“I think I broke him.” A slender finger poked his cheek. His eyes remained open, and staring into the distance at nothing in particular.
“What did you expect? You fell on him from six stories up, Vye. It’s a wonder he’s only in shock and not dead.” The second voice was more mature than the first, which was musical and light, like a glass wind chime.
There was a scuffing of boots against the concrete, and the scattering of debris in the alley. Something nudged his shoulder, but he continued to lie there in shock. This would teach him to take a shortcut to work.
A disgusted noise sounded from above him. “Humans are so weak.” Then the boots retreated toward the entrance of the alley. “Let’s go.”
“We’re just going to leave him here, Gaiya?” The first one asked. This time the finger on his cheek turned his head toward the speaker.
Violet eyes with an alien, metallic sheen stared deep into him. He couldn’t see her hair, as it was covered by a white hood that came to a point over her forehead. Beyond her pale complexion and exotically beautiful face, the hilt of a sword poked over her left shoulder.

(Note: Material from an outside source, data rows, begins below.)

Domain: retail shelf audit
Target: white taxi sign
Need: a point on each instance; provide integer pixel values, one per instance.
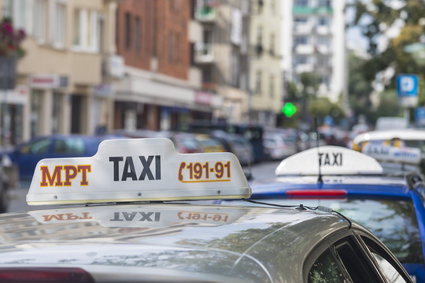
(333, 160)
(137, 170)
(141, 216)
(386, 153)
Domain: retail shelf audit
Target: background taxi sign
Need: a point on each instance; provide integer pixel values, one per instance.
(386, 153)
(334, 160)
(137, 170)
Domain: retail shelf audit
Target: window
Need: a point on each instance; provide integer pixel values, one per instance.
(258, 82)
(271, 86)
(323, 21)
(59, 27)
(324, 3)
(301, 40)
(40, 20)
(137, 34)
(323, 40)
(259, 34)
(57, 112)
(234, 68)
(386, 266)
(326, 269)
(86, 30)
(389, 272)
(8, 8)
(171, 46)
(300, 20)
(272, 44)
(37, 147)
(15, 10)
(393, 221)
(302, 3)
(36, 108)
(69, 146)
(300, 59)
(354, 261)
(127, 31)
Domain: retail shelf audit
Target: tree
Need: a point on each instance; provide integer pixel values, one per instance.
(322, 107)
(359, 88)
(377, 18)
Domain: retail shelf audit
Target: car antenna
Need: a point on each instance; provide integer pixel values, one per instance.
(316, 129)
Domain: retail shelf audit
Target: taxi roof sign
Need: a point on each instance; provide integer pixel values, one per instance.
(334, 160)
(126, 170)
(386, 153)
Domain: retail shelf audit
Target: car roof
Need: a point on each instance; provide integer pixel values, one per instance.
(248, 244)
(408, 134)
(353, 185)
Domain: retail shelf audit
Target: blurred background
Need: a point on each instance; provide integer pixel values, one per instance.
(214, 75)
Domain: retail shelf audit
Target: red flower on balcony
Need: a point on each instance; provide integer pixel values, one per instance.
(11, 39)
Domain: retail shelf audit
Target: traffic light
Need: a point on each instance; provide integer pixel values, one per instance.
(289, 109)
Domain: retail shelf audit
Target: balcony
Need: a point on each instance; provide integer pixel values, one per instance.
(204, 53)
(304, 49)
(304, 68)
(324, 49)
(309, 10)
(206, 14)
(323, 30)
(300, 29)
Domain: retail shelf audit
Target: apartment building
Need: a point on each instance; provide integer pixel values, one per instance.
(222, 55)
(314, 36)
(162, 86)
(60, 80)
(265, 64)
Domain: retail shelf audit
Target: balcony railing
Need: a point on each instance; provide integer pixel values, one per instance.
(206, 14)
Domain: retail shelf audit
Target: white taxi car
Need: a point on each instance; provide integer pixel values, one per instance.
(127, 221)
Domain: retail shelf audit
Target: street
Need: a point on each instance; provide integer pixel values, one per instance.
(259, 171)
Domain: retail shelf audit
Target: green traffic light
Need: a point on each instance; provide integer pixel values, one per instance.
(289, 109)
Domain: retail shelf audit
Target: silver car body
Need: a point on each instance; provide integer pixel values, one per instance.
(169, 242)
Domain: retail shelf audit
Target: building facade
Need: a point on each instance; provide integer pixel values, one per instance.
(265, 65)
(161, 88)
(314, 36)
(222, 55)
(59, 78)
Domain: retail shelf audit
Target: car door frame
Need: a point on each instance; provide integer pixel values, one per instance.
(339, 236)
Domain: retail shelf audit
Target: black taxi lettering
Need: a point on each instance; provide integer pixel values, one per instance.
(128, 170)
(66, 216)
(141, 216)
(330, 159)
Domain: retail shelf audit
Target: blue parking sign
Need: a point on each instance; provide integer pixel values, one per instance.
(407, 90)
(407, 85)
(420, 116)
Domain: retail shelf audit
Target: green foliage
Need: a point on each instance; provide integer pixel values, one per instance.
(289, 109)
(388, 106)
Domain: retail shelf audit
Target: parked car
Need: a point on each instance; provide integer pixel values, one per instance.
(27, 155)
(7, 180)
(237, 144)
(278, 146)
(411, 138)
(356, 185)
(209, 143)
(149, 239)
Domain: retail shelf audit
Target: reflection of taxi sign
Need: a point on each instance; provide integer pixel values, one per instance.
(333, 160)
(385, 153)
(143, 216)
(137, 170)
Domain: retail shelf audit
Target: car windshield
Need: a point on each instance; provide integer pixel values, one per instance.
(394, 222)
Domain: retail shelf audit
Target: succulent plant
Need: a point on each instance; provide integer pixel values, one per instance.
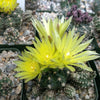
(11, 35)
(7, 6)
(96, 21)
(48, 95)
(54, 79)
(5, 85)
(35, 91)
(10, 22)
(82, 79)
(69, 91)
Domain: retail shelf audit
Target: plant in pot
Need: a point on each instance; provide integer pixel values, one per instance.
(56, 68)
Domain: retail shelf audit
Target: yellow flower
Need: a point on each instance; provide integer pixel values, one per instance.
(73, 51)
(28, 69)
(7, 6)
(65, 50)
(44, 53)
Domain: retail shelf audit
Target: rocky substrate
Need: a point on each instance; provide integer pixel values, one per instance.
(10, 86)
(81, 94)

“What else would we do with such a useless creature?” Gaiya asked, scathing.
A wide, beatific smile spread over Vye’s face, revealing straight, dazzling white teeth. Even the abnormally sharp canines could not detract from the innocence of it, though it did send a zing of fear down his spine.

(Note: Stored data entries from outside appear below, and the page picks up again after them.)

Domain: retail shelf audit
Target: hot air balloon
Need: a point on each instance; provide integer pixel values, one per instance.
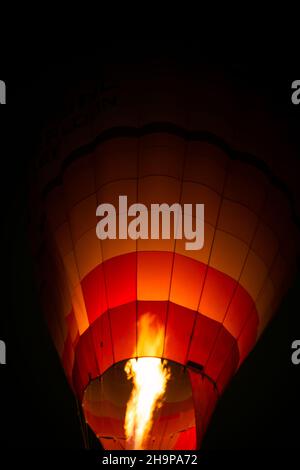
(113, 304)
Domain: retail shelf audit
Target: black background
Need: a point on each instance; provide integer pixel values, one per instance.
(261, 407)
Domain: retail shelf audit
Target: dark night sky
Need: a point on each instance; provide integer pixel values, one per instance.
(260, 409)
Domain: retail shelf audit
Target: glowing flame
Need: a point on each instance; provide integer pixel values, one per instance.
(149, 376)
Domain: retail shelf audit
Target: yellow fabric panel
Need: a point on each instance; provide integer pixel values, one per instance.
(228, 254)
(237, 220)
(88, 253)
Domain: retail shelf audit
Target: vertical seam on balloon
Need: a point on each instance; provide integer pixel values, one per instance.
(136, 250)
(253, 309)
(237, 283)
(103, 267)
(209, 257)
(174, 249)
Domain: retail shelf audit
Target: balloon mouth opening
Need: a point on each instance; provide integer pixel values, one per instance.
(141, 403)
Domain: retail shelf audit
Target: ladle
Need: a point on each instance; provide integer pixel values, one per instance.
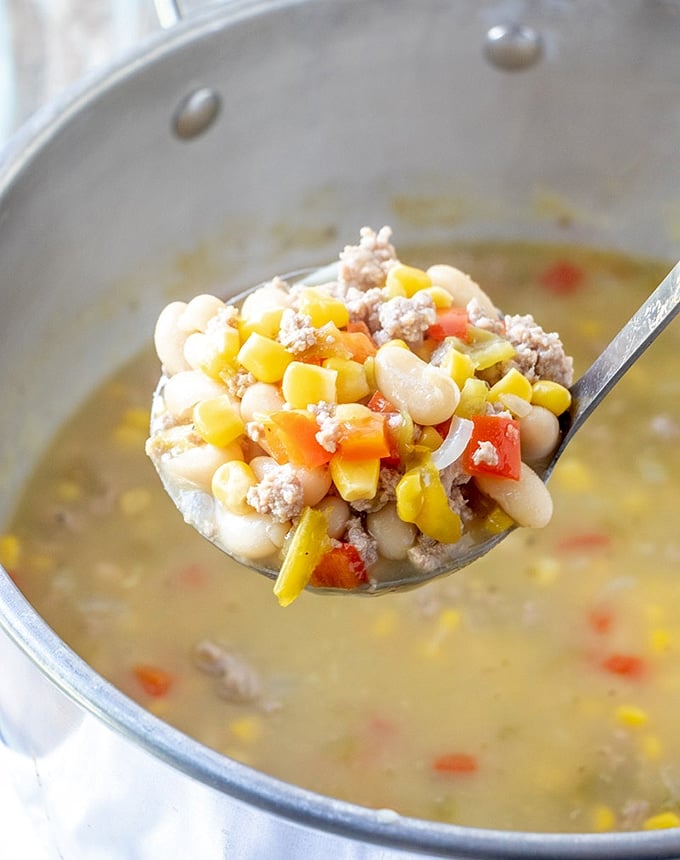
(632, 340)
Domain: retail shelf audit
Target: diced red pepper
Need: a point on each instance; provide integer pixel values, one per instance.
(341, 567)
(625, 665)
(450, 322)
(154, 681)
(585, 541)
(364, 438)
(455, 763)
(503, 434)
(562, 278)
(291, 438)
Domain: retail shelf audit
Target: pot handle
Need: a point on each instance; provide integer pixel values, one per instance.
(169, 12)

“This seems like an awful place to leave him, and it is our fault he’s in such a state.”
“Your fault,” Gaiya corrected her, but Vye continued.

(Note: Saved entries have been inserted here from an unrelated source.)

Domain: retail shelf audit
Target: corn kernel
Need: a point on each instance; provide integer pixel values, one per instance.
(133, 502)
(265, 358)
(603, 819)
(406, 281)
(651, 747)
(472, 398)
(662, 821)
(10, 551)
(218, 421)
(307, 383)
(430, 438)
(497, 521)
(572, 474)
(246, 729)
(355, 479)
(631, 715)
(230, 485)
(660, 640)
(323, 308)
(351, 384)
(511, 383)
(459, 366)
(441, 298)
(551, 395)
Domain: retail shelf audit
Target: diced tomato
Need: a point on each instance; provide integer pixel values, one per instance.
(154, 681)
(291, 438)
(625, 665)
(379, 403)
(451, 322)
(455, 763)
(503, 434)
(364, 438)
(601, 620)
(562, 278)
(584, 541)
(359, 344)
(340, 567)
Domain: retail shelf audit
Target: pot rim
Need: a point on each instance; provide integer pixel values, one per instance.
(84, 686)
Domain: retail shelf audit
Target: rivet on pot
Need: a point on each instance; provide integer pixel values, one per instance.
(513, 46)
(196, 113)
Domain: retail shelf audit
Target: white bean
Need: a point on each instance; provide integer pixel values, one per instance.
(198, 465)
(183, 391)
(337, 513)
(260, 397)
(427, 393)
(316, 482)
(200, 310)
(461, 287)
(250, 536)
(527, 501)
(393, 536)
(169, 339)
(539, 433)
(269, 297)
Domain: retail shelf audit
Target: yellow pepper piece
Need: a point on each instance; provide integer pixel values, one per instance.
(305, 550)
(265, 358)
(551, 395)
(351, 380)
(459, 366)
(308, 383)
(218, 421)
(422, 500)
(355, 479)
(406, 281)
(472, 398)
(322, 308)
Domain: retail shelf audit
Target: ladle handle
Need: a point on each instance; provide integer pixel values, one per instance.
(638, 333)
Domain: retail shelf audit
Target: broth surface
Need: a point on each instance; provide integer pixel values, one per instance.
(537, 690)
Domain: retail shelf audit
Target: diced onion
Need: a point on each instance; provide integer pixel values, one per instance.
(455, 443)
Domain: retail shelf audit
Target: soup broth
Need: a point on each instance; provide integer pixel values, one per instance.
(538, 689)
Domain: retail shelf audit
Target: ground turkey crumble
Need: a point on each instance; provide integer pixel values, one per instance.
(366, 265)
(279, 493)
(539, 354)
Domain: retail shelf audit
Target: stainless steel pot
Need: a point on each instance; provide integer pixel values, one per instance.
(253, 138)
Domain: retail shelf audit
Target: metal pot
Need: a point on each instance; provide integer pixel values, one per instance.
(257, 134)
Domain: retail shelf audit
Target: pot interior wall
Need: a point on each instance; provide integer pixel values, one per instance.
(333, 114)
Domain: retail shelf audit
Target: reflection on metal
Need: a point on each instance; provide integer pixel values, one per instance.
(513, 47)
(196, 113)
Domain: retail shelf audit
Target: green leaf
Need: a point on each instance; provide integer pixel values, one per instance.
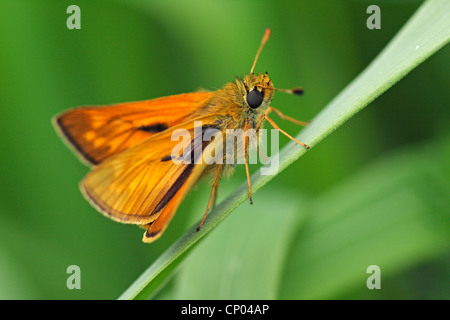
(392, 214)
(231, 264)
(425, 33)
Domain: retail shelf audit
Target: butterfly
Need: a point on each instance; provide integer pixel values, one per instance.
(130, 146)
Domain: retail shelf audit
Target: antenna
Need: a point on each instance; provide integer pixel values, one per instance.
(263, 42)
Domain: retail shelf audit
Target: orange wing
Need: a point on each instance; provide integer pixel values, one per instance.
(142, 185)
(97, 133)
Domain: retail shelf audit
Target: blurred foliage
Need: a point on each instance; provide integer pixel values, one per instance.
(374, 192)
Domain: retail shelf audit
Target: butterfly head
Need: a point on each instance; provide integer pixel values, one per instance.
(257, 91)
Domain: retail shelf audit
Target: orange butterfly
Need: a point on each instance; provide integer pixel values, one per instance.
(134, 178)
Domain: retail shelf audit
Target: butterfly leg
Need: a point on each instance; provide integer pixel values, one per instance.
(215, 195)
(214, 189)
(284, 132)
(285, 117)
(247, 126)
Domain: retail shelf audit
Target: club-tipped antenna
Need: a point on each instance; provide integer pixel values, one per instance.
(263, 42)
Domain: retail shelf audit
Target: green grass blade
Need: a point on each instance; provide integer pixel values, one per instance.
(425, 33)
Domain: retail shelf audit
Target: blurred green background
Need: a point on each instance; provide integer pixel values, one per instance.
(375, 192)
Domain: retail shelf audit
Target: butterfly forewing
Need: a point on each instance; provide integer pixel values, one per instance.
(97, 133)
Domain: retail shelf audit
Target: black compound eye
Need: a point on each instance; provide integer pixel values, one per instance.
(254, 98)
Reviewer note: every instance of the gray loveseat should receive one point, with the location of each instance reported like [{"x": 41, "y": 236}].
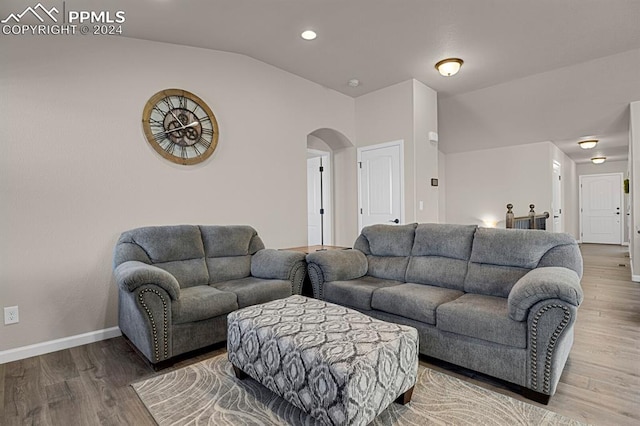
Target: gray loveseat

“We need someone who knows the city, and Fate has seen fit to provide someone for us.”
Gaiya scoffed. “It’s doubtful Fate had anything to do with it. She was never so cruel as to saddle us with someone as hopeless as this.”
Still, Vye made no motion to leave, and Gaiya let out a long-suffering sigh. “Fine. But he’s your responsibility.” Gaiya said this in the same tone one would hear from a parent talking to a child about a new pet.
If it was possible, Vye’s smile widened further. She picked him up and threw him over her shoulder as though he weighed no more than a small child.
“We’re going to have so much fun. Just wait and see,” she whispered, and giggled. “I’ve always been fond of cataclysms.”